“Jurassic World,” directed by “Safety Not Guaranteed” helmer Colin Trevorrow, was the beginning of a new trilogy and it satisfied most fans by its high-octane dinosaur action and nostalgic references to the original Jurassic Park trilogy.
Like previous movies in the series, “World” had spectacular visual effects. However, fans of the original trilogy felt there was an overreliance on CGI (Computer-generated Imagery) and less on practical effects.
A short visual effects reel of the film has been released by pioneer VFX house Industrial Light and Magic (ILM), demonstrating the highly complex and intricately detailed post production. Here it is below.
The VFX reel shows how ILM was able to put not only digital dinosaurs on the screen where there were none, but the reel also showed the amount of world-building that was required to transform the lush green jungles of Hawaii into the sprawling Disney world-like island resort of the fictional Isla Nublar.
Apart from the highly detailed and fluid dinosaurs, ILM also had to paint in foliage and grass. They also had to remove the tracks on which the prop Gyrospheres with wheels would be running and turned it into balls of glass carrying two passengers rolling on grassy fields populated by computer-generated dinosaurs.

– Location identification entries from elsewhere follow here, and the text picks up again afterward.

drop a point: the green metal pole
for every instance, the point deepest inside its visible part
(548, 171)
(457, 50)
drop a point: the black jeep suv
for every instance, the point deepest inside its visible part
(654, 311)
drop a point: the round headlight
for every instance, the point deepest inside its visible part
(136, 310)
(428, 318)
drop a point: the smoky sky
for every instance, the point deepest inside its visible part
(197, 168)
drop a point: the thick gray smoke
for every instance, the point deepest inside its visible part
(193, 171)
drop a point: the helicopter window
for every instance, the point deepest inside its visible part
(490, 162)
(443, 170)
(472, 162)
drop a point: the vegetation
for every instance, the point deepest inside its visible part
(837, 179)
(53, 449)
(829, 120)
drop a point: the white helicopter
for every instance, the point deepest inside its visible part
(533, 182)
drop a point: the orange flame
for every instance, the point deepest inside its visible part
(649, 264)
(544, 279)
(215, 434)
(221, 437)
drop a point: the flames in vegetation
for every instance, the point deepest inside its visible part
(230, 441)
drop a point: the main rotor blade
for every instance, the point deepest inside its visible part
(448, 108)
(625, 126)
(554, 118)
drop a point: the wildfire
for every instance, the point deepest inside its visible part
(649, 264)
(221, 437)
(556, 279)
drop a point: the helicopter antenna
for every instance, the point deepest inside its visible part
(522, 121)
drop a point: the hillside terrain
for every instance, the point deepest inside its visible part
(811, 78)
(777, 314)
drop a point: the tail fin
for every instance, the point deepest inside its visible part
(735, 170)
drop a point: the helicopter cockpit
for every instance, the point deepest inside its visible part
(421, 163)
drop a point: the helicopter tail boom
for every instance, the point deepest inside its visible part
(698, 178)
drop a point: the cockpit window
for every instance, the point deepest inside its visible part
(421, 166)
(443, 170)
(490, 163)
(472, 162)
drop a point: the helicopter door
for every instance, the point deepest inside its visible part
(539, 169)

The reel also shows how people wearing grey suits would be used for motion capture and then would be digitally replaced with a CGI dinosaur.
Special mention should be made for the only animatronic dinosaur that appears in “Jurassic World,” the dying Apatosaurus. Legacy Effects released a video detailing the artistry and love that went behind creating this wonderful practical Apatosaurus head, a scene which became the most emotional and saddening in the entire “Jurassic Park” series. You can check the video below.
In the first three “Jurassic Park” films, there was a balanced use of practical and CGI. The full-sized robotic dinosaurs created by late special make-up effects artist Stan Winston were iconic, to say the least. Those models were used for close to medium range shots and were controlled by a group of puppeteers through remote control telemetry devices. The full size models gave the actors something to react to.
The wider shots that showed the full figure of the dinosaur or have the creature walking and running were created using CGI. The CGI models were created using scans of the original models built by Stan Winston Studios.
Originally, for the wide shots, Spielberg had opted for go-motion technique but after looking at walking digital dinosaurs secretly created by ILM animator Steve “Spaz” Williams, Spielberg decided on CGI.
Tim Alexander, the visual effects supervisor of “Jurassic World” who had then just started working at Disney’s former Buena Vista Visual Effects, admits to being “blown away” by the film, notes The Hollywood Reporter. “Jurassic Park was a huge leap forward, everyone recognized it. It was a milestone in the switch over to the computer realm,” he says.
Twenty-three years later, “Jurassic World” continues the tradition with the help of the same ILM that opened a floodgate of possibilities for cinema.